The subject of local history for many is spoken about at the dinner table in a sense every day as the lives of past family relatives are recounted. Hence the emphasis in the schools is on the personal engagement with the project, what can the student bring to the interpretation of a topic and vice versa, what’s within the topic that can inspire the student to think about it in a different way? Students are challenged to devise methodologies that provide interesting ways to approach the study of their local history. Submitted projects must be colourful, creative, have personal opinion, imagination and gain publicity. In particular students are encouraged to attain primary material through engaging with a number of methods such as fieldwork, interviews with local people, making models, photographing, cartoon creating, making DVDs of their area.
Students are to experiment with the overall design and plan of their projects. Much of the work could be published as local heritage / history guides to people and places in the region. For example a winning class project this year focussed on the aspect of Cork, now and then. They mapped out several changes to Cork’s built heritage using old postcards and interviewing older people. Students are encouraged to compare and connect the past to their present and their immediate future. Work needs to involve re-imagining what life may have been like. One of the key foundations in the Project is about developing empathy for the past– to think about attitudes and experience in the past. Interpretation is also empowering for the student- all the time developing a better sense of the different ways in which people engage with and express a sense of place and time.
Every year marks go towards making a short film or a model on projects to accompany history booklets. Submitted DVDs this year had interviews of family members to local historians to the student taking a reporter type stance on their work. Some students also chose to act out scenes from the past. Another group created a short film on University College Cork and Fota House.
The creativity section also encourages model making. The best model trophy in general goes to the creative and realistic model. This year the best model in the city went to a model of St Anne’s Church, Shandon, complimented by Westminster. The project told the story of the rise of the career of eminent painter Daniel Maclise. In the county, the top model prize went to students from St Columba’s Girls National School who re-created different monuments in their area such as the beautiful 200-year old St Columba’s Church and the fingerpost complete with paper mache flowers.
Every year, the students involved produce a section in their project books showing how they communicated their work to the wider community. It is about reaching out and gaining public praise for the student but also appraisal and further ideas. Some class projects were presented in nursing homes to engage the older generation and to attain further memories from participants. Students were also successful in putting work on local parish newsletters, newspapers and local radio stations and also presenting work in local libraries.
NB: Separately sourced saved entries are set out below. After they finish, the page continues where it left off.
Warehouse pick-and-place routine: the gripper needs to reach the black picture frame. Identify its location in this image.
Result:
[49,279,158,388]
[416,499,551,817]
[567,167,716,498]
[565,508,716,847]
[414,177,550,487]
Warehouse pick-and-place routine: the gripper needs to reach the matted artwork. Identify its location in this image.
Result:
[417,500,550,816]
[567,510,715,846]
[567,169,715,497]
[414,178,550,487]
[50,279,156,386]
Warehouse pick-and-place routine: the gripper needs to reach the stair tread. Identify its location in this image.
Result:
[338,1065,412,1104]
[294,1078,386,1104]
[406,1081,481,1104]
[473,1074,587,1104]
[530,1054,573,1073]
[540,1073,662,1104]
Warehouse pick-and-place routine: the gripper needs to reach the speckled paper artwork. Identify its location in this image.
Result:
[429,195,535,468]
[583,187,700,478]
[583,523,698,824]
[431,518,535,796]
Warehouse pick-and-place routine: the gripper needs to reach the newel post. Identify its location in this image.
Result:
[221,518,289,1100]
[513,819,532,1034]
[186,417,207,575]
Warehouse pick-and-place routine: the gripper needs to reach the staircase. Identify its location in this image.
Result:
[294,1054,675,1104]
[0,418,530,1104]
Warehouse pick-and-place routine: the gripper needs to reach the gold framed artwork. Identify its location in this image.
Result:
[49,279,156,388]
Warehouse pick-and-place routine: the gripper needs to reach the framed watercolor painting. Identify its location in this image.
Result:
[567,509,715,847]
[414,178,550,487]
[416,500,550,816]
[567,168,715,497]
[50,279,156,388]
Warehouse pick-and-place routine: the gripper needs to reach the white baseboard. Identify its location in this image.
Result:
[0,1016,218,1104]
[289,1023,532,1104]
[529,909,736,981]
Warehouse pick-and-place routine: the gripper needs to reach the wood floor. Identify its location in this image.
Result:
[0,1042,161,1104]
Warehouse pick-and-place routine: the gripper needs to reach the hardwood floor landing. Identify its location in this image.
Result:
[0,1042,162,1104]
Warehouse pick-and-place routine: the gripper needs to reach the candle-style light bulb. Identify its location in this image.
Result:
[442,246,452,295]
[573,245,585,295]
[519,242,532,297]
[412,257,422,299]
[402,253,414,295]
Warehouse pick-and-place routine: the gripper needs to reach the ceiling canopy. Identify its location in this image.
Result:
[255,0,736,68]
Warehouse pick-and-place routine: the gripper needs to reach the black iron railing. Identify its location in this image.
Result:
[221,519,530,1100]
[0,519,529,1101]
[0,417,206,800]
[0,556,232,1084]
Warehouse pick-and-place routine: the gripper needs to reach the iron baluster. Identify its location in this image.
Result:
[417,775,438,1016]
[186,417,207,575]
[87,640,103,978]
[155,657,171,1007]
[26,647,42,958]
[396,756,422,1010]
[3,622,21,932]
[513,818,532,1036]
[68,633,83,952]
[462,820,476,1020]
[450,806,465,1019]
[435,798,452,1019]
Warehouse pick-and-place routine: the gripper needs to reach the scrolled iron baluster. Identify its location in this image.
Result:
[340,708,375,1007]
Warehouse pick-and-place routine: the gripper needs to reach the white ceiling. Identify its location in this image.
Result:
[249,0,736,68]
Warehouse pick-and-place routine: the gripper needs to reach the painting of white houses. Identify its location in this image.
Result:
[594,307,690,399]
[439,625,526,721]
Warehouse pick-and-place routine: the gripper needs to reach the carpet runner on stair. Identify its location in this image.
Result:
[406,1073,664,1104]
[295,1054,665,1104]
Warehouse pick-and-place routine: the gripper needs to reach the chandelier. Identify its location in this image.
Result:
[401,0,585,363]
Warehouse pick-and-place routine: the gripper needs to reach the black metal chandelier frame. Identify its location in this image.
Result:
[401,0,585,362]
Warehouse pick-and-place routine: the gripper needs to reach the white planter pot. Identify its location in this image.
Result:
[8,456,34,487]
This year the most prominent source of gaining publicity was inviting parents and grandparents into the classroom for an open day for viewing projects or putting displays on in local community centres and libraries.
Overall, the Discover Cork: Schools’ Heritage Project attempts to provide the student with a hands-on and interactive activity that is all about learning not only about your local area but also about the process of learning by participating students. The project in the city is kindly funded by Cork Civic Trust (viz the help of John X Miller), Cork City Council (viz the help of Heritage Officer Niamh Twomey), the Heritage Council. Prizes are also provided in the 2015 season by Lifetime Lab, Lee Road (thanks to Meryvn Horgan), Seán Kelly of Lucky Meadows Equestrian Centre Watergrasshill and Cork City Gaol Heritage Centre. The county section is funded by myself and students. A full list of winners, topics and pictures of some of the project pages for 2015 can be viewed at www.corkheritage.ie and on facebook on Cork: Our City, Our Town. For those doing research, www.corkheritage.ie has also a number of resources listed to help with source work.
For the Lifelong Learning Festival Week, I will give a talk on Cork Harbour through old postcards at the meeting room of Church the Real Presence, on Wednesday 25 March, 2.30pm. I will also give a talk on Cork in the 1920s and 1930s in the Cork City and County Archives in Blackpool at 2.30pm on Friday 27 March (all free, all welcome).
Caption:
784a. Page from a project on Innishannon National School history from students of fourth class, Innishannon NS (picture: Kieran McCarthy)
784b. Creative project book holder in the shape of the old Farnashesheree Grain Mill, Bandon from students of Ahiohill NS, Bandon (picture: Kieran McCarthy)
Kieran’s Talks, LIfelong Learning Festival Week
For the Lifelong Learning Festival Week, I will give a talk on Cork Harbour through old postcards at the meeting room of Church the Real Presence, on Wednesday 25 March, 10.30am. I will also give a talk on Cork in the 1920s and 1930s in the Cork City and County Archives in Blackpool at 2.30pm on Friday 27 March (all free, all welcome).
Kieran’s Our City, Our Town, 5 March 2015
Kieran’s Our City, Our Town Article
Cork Independent, 5 March 2015
Cork Harbour Memories (Part 13)
– Fifteenth Century Change in Munster
Henry VII’s charter of 1500 to Cork recognised the potential of the harbour and the idea of possessing it as a territory. However by this year, the old Anglo-Norman feudal manors were collapsing, and even the great Earl of Desmond territory that replaced them was dissipating. The English interest in Munster was much weakened by the Wars of the Roses in England – and Irish clans took back many English castles and territories in Cork and Kerry. The fifteenth century brought civil unrest and geographical and cultural change as new owners emerged over the land holdings of County Cork.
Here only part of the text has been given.